I was told, "You make the right decision," when I was never given a choice. More importantly,
where was my baby's choice?

I grieve every day for my daughter. I have struggled to forget the abuse and the abortion. I can
do neither. All I think of is, "I should have done more, fought more, struggled more for the life of
my child."

My situation may not be common, but I know it's not unique either. The emotions and problems
I've had to deal with as a result of my abortion are common. The trauma of the rape and abuse
were only intensified by the abortion. The guilt of knowing my baby is dead is something I will
have to live with for the rest of my life.

I was violated and betrayed over and over by my father, who God created to love and protect me.
I was humiliated, hurt, and yes, violated again by the abortionist.

Why do even pro-lifers talk about making exceptions for abortion in cases of rape and incest as if
that is a way to have "compassion" for the mother? Why is this the only "loving" response to the
situation? I have talked with pro-lifers who consider my abortion acceptable, under the
circumstances. I want to tell people, "If you really want to be compassionate, give this mother
the opportunity to choose life for her child. If you really love the mothers who have been
victimized, don't let them be exploited again by someone who will make a profit from their dead
child -- a memory that will haunt them for the rest of their lives."

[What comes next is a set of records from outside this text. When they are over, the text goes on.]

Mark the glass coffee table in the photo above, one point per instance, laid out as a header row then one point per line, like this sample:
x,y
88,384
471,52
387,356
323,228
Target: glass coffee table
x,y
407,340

The next time you hear of the "hard cases," please remind people that every crisis pregnancy is
difficult for the mother. If you believe these cases are hard, you're correct -- they are extremely
hard for the mother. But if you choose abortion, it's an impossiblesituation for the baby. The
mom needs love, support and understanding, not the pain of allowing herself to be violated again
in order to kill her child. Regardless of the circumstances, regardless of the pain involved, that
helpless, innocent child has no voice, no defense, and no chance, unless we offer real love and
real compassion to the mother.

My abortion was over five years ago. God is still healing me, but it has been a difficult fight. I
hesitated to write to you because, although I'm actively pro-life, very few people know my story.
It's still very difficult to share with people, however, I wanted to encourage you in your
uncompromising stand for life.

"He heals the brokenhearted and binds up their wounds." (Psalm 147:3) God bless you.